Mock Y2K scenario to determine county preparedness |

Mock Y2K scenario to determine county preparedness

Christina M. Currie

— The question remains in the hours before midnight, Dec. 31 will officials and residents of Craig be prepared for any number of possible disasters?

The answer to the question was determined today at a countywide tabletop disaster drill aimed at gauging Y2K preparedness.

Representatives from utility companies, city and county government, law enforcement, medical services and volunteer organizations were invited to walk through a scenario presented by County Emergency Management Coordinator Clyde Anderson. Forty departments or agencies were invited to the drill.

According to Anderson, the scenario represents the “credible worst case scenario,” one that has more likelihood of occurring than the worst case scenario.

“We tried to make this exercise a realistic scenario,” Anderson said.

The drill is divided into stages called “modules.”

The first is the hours before midnight on New Year’s Eve. According to the pre-written scenario, the weather service calls for light snow and the temperature is 20 degrees.

“I was pretty easy on them,” Anderson said. “I could have made this 20 below.”

Craig City Hall has been designated an emergency operations center and officials are prepared to use it if necessary. Because Colorado is one of the last time zones to hit midnight, officials have been watching broadcasts from all over the world attempting to judge how the millennium bug will affect Colorado. As midnight draws nearer, officials believe power will be lost and law enforcement officials are preparing for panic buying including runs on grocery and convenience stores. Because it is New Year’s Eve, law enforcement officers will already be busy.

Close to midnight, the National Weather Service predicts 10 inches of snow and temperatures from 0 to 9 degrees during the night. Moffat County commissioners and the Craig mayor open a fully-staffed emergency center.

As midnight hits, residents are reduced to the use of HAM radios as the only form of communication. Area stores are requesting security because of the lack of power and attempts of theft.

The scenario goes on to include dumpster fires, closure of the Hayden Airport resulting in a request that Moffat County house more than 200 people who are stranded there and the need to transport 50 people stranded in Maybell because a public bus broke down.

The issues officials discussed today included contingency plans for water and fuel for generators, ambulances and fire trucks, determining which 911 calls are priority calls and how to rotate emergency personnel for response.

According to the scenario, there will be no mutual aid because other counties are suffering the same problems, but some ask whether Moffat County can offer medical or housing services.
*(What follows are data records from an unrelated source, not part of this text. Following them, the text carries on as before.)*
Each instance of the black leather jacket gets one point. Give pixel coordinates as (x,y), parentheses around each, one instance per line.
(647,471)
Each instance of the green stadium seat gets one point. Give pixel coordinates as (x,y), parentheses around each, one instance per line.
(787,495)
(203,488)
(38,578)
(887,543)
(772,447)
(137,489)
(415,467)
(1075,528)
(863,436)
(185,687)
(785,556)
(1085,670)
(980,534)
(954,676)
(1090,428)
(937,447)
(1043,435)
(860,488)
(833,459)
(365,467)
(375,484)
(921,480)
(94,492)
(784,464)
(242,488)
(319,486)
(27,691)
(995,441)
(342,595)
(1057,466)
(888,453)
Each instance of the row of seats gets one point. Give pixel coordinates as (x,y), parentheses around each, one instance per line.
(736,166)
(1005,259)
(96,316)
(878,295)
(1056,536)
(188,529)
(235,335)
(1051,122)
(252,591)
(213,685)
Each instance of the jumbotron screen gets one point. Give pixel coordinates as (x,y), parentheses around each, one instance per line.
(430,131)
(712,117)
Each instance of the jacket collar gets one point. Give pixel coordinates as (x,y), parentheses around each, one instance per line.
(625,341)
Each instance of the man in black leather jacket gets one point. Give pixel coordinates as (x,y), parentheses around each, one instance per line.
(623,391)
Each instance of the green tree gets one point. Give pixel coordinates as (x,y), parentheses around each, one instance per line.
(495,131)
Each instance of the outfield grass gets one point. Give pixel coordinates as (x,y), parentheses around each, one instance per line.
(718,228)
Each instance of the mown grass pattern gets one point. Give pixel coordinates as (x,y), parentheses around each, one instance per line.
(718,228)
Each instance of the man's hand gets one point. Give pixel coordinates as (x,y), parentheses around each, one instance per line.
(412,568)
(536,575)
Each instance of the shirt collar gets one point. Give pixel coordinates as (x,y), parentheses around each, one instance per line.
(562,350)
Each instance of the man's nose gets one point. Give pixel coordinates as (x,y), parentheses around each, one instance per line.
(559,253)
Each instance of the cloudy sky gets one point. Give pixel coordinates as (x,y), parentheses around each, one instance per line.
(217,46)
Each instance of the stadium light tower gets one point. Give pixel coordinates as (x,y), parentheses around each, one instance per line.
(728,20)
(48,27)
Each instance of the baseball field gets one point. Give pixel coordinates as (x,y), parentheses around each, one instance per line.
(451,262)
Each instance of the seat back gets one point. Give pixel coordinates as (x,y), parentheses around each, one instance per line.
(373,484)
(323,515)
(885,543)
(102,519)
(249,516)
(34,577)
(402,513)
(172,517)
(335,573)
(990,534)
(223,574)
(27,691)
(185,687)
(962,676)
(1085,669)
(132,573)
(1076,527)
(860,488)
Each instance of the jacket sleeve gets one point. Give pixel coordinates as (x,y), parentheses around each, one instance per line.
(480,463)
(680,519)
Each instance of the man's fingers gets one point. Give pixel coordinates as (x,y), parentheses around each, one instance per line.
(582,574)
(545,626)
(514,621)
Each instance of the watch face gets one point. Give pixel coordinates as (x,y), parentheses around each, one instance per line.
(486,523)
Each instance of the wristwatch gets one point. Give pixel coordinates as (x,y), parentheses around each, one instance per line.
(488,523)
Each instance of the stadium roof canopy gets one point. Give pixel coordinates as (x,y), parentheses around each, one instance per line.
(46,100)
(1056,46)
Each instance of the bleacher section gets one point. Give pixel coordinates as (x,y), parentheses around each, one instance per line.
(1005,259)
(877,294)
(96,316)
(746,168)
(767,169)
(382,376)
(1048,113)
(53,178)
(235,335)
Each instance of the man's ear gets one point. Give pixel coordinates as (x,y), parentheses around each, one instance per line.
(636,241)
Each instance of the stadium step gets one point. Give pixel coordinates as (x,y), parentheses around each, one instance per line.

The fire department will be kept busy with this scenario responding to dumpster fires, house fires as people use inappropriate alternative heating sources and several carbon monoxide alarms caused by cooking and heating using unsafe methods.

During the scenario, natural gas remains on line, but is unusable because of the lack of electrical power.

Toward the end of the scenario, the power returns and, after 14-inches of snow in a weekend, there is a break in the weather. The thaw causes problems as water pipes begin to break.

By Friday, Jan. 7, most of the county will be back to normal and all employees will be asked to return to work.

One result of the tabletop scenario will be to determine what information should be given to the public in terms of preparation.

After the scenario was outlined, those attending divided into groups and discussed what will be done. Once the group meets again, a spokesman from each group will discuss solutions and plans.

“At this point they will be allowed to not have a solution,” Anderson said. “I do think there’s a realistic solution to all of these problems.”

The drill will be used to bring Y2K concerns and questions to the front of officials’ minds and hopefully urge them to prepare a plan.

Anderson stressed the scenario was just an exercise, that he doesn’t believe the problems will be as disastrous as he once thought.

“There’s no indication now that this scenario is going to happen,” he said. “For everything to fall into place for this to happen, a lot of things have to go wrong. As things progress, there is more and more information that it’s not going to be as horrible as we first thought.”